Had I lacked imagination, had I been stupid, had I been stubbornly
mulish in having my own way, I should never have got in this
pickle. And the lads and lassies were dancing, and there was no
one to save me from my fate. How much I drank I do not know. My
memory of it is of an age-long suffering of fear in the midst of a
murderous crew, and of an infinite number of glasses of red wine
passing across the bare boards of a wine-drenched table and going
down my burning throat. Bad as the wine was, a knife in the back
was worse, and I must survive at any cost.
Looking back with the drinker's knowledge, I know now why I did
not collapse stupefied upon the table.

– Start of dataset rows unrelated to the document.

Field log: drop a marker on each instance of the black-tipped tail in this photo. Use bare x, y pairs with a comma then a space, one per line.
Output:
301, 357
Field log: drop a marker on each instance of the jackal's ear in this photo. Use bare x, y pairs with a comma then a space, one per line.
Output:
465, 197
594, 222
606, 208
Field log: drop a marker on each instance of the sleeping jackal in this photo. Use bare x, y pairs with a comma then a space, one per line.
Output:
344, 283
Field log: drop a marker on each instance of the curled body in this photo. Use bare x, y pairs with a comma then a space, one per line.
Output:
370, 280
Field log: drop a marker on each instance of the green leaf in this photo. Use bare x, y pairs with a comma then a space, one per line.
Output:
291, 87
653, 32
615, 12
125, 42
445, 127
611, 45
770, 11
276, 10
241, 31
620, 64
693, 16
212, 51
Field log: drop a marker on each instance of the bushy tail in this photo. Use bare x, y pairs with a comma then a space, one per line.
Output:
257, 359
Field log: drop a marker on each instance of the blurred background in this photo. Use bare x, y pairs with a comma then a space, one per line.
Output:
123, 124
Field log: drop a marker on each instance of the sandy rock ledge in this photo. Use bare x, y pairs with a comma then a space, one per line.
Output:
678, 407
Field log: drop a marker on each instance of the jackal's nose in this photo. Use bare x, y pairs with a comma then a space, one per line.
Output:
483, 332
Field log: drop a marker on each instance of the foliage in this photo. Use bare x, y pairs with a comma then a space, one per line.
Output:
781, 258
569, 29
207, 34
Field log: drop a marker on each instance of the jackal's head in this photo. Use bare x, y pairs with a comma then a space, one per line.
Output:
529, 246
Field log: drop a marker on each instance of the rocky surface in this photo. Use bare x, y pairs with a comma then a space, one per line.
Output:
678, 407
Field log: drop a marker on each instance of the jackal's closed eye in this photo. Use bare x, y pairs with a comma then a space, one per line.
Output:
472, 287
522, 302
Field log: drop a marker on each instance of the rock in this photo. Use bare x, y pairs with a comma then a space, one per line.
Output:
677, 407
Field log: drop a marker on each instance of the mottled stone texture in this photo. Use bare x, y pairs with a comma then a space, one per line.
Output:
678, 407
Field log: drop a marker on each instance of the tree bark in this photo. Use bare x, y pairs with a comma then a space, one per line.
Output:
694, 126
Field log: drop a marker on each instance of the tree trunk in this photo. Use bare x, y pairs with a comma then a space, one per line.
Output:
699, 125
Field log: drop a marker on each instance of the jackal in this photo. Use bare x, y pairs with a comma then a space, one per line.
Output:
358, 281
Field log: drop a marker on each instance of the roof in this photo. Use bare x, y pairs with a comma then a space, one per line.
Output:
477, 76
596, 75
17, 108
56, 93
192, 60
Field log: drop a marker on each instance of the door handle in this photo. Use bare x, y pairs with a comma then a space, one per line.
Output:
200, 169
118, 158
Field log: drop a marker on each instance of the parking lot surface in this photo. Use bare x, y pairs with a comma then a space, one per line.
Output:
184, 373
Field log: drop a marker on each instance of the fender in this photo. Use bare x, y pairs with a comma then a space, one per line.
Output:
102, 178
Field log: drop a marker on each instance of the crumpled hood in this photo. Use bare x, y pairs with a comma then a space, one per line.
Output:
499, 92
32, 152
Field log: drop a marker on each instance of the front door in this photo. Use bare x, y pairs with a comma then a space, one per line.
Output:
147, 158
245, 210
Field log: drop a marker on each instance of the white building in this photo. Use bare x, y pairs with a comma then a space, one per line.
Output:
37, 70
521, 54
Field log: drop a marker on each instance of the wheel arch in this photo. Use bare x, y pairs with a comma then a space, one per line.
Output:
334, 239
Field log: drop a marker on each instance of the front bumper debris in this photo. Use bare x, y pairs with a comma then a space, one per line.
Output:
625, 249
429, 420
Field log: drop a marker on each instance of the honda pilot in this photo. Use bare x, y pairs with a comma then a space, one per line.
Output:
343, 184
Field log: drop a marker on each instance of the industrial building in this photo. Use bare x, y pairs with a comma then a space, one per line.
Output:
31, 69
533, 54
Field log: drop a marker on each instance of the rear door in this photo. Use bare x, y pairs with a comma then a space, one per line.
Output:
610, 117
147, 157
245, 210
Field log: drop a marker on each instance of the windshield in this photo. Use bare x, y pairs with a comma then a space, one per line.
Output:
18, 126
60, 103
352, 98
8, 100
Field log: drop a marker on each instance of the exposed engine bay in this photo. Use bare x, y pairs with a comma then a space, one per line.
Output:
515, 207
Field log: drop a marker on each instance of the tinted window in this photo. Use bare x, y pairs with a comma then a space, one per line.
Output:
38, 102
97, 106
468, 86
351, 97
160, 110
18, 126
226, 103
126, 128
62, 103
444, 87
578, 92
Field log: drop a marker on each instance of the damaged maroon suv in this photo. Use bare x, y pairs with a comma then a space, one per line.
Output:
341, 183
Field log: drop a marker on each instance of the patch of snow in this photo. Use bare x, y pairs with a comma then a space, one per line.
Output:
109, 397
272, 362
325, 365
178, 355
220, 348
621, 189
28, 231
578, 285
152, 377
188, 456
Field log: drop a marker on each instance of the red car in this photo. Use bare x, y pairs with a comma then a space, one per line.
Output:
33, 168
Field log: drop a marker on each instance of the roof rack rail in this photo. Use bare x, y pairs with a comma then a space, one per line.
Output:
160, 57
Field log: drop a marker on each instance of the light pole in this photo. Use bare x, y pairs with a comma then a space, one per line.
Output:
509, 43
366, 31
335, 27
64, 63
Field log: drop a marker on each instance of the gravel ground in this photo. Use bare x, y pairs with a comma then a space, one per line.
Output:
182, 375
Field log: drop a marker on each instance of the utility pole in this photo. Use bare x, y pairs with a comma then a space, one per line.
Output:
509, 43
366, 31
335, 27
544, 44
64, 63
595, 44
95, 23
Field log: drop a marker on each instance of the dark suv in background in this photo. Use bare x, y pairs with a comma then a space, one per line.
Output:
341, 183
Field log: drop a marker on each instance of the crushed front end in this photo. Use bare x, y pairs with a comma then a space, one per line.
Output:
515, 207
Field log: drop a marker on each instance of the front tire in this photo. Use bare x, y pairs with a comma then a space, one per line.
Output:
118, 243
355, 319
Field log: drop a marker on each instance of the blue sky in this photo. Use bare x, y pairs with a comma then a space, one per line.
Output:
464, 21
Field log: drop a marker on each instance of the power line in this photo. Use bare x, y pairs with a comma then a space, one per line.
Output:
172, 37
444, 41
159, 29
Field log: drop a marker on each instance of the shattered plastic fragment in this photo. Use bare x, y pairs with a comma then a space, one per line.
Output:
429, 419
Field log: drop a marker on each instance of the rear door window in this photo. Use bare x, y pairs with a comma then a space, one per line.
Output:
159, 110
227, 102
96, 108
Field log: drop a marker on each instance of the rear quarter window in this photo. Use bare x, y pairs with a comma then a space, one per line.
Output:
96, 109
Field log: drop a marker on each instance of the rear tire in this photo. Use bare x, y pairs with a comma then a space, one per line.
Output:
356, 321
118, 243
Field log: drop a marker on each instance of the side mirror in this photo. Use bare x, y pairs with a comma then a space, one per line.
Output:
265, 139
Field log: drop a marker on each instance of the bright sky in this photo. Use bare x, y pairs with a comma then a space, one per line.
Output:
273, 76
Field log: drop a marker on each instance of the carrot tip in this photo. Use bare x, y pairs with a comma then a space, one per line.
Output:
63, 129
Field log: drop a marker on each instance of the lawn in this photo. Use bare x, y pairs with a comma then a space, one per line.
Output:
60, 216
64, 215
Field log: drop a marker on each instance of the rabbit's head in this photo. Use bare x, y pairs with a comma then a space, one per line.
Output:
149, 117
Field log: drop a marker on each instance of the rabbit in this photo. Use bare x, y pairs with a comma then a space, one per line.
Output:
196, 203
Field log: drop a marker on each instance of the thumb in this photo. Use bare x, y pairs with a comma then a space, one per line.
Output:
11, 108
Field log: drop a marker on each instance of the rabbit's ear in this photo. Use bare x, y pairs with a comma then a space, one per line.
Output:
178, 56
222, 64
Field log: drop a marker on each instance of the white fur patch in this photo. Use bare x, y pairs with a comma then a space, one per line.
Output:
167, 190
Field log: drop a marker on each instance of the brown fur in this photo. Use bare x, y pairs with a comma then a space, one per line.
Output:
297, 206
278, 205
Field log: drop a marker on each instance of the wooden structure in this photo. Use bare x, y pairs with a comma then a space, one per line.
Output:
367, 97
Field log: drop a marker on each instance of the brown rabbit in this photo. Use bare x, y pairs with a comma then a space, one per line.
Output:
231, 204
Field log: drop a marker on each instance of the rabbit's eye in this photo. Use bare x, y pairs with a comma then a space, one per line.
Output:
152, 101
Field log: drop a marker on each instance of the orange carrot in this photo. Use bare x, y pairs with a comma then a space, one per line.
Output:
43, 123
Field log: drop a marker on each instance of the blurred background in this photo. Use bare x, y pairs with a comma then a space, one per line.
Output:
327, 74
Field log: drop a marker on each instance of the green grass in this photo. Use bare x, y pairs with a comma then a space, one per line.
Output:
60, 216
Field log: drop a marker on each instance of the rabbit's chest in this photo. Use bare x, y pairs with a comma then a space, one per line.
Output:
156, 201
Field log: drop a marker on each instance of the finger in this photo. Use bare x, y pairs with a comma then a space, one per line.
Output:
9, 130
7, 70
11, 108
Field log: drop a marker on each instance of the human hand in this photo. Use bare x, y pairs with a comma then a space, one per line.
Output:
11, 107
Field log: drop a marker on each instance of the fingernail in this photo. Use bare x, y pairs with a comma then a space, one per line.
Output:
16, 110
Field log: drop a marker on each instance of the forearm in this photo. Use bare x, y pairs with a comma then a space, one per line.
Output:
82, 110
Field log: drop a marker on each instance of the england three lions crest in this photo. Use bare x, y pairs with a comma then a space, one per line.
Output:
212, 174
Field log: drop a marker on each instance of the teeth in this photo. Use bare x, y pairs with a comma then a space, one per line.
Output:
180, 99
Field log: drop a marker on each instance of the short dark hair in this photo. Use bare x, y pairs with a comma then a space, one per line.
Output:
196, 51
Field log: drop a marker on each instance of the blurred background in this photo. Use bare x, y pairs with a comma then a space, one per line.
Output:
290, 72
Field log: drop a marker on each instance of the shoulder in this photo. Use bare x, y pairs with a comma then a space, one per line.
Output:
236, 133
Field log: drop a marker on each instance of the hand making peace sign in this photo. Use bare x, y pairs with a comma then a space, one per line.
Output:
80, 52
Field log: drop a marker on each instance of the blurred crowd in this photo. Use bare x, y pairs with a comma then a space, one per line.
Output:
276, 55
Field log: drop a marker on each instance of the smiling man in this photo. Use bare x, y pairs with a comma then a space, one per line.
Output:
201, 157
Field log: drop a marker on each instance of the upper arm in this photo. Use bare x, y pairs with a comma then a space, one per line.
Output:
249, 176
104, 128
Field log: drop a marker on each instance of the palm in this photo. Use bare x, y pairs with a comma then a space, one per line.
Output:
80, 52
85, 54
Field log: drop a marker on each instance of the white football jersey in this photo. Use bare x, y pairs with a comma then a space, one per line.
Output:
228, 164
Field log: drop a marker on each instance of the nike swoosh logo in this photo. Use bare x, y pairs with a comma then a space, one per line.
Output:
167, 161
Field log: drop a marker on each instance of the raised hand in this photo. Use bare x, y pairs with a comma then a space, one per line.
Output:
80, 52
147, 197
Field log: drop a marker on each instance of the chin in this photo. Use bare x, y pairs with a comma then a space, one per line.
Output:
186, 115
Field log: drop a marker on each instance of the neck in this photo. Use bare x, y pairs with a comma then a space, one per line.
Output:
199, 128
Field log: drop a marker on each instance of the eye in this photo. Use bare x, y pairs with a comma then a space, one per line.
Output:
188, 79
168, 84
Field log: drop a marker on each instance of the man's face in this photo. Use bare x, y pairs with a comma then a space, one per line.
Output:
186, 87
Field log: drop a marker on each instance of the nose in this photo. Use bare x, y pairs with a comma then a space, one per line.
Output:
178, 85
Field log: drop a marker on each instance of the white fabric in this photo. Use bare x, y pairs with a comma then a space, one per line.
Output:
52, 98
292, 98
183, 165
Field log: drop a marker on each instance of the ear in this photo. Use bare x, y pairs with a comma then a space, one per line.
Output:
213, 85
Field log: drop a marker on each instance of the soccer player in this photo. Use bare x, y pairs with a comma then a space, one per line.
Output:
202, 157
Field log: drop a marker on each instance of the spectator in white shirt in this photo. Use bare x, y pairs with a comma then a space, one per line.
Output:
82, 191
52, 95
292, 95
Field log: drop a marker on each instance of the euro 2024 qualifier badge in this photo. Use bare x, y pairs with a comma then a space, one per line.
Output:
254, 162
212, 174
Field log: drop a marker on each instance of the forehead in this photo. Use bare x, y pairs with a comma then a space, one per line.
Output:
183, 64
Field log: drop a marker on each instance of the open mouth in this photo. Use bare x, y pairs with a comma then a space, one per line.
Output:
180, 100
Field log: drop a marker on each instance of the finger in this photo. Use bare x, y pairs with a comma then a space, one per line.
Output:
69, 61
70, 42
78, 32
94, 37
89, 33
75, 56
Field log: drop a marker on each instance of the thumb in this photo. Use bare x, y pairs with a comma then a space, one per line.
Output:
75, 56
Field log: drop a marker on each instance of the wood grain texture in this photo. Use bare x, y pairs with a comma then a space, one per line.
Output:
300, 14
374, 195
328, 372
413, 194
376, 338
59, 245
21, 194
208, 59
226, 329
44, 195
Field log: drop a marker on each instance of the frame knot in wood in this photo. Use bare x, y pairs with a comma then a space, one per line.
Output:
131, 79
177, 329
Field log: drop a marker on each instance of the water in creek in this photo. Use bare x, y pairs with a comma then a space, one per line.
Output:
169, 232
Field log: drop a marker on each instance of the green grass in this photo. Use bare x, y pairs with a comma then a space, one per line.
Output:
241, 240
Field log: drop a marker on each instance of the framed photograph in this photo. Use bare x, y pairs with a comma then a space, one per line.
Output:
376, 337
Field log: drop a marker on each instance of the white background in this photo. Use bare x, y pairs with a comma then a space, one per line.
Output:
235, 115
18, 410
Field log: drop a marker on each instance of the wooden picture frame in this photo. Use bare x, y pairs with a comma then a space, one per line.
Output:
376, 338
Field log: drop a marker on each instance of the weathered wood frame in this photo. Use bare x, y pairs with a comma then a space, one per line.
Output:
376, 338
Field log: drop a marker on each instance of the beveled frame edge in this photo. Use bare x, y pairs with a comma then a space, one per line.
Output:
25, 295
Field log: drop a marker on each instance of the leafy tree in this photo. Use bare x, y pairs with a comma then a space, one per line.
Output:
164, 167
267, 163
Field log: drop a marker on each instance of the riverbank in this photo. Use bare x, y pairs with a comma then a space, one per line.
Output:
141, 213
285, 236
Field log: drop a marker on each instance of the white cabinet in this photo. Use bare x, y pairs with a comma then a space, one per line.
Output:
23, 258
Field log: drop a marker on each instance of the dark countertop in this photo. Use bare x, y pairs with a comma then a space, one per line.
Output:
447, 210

As I have said, I was
frozen, I was paralysed, with fear. The only movement I made was
to convey that never-ending procession of glasses to my lips. I
was a poised and motionless receptacle for all that quantity of
wine. It lay inert in my fear-inert stomach. I was too
frightened, even, for my stomach to turn. So all that Italian
crew looked on and marvelled at the infant phenomenon that downed
wine with the sang-froid of an automaton. It is not in the spirit
of braggadocio that I dare to assert they had never seen anything
like it.
The time came to go. The tipsy antics of the lads had led a
majority of the soberer-minded lassies to compel a departure. I
found myself, at the door, beside my little maiden. She had not
had my experience, so she was sober. She was fascinated by the
titubations of the lads who strove to walk beside their girls, and
began to mimic them. I thought this a great game, and I, too,
began to stagger tipsily. But she had no wine to stir up, while
my movements quickly set the fumes rising to my head. Even at the
start, I was more realistic than she. In several minutes I was
astonishing myself. I saw one lad, after reeling half a dozen
steps, pause at the side of the road, gravely peer into the ditch,
and gravely, and after apparent deep thought, fall into it. To me
this was excruciatingly funny. I staggered to the edge of the
ditch, fully intending to stop on the edge. I came to myself, in
the ditch, in process of being hauled out by several anxious-faced
girls.
I didn't care to play at being drunk any more. There was no more
fun in me. My eyes were beginning to swim, and with wide-open
mouth I panted for air. A girl led me by the hand on either side,
but my legs were leaden. The alcohol I had drunk was striking my
heart and brain like a club. Had I been a weakling of a child, I
am confident that it would have killed me. As it was, I know I
was nearer death than any of the scared girls dreamed. I could
hear them bickering among themselves as to whose fault it was;
some were weeping--for themselves, for me, and for the disgraceful
way their lads had behaved. But I was not interested. I was
suffocating, and I wanted air. To move was agony. It made me
pant harder. Yet those girls persisted in making me walk, and it
was four miles home. Four miles! I remember my swimming eyes saw
a small bridge across the road an infinite distance away. In
fact, it was not a hundred feet distant. When I reached it, I
sank down and lay on my back panting. The girls tried to lift me,
but I was helpless and suffocating. Their cries of alarm brought
Larry, a drunken youth of seventeen, who proceeded to resuscitate
me by jumping on my chest. Dimly I remember this, and the
squalling of the girls as they struggled with him and dragged him
away. And then I knew nothing, though I learned afterward that
Larry wound up under the bridge and spent the night there.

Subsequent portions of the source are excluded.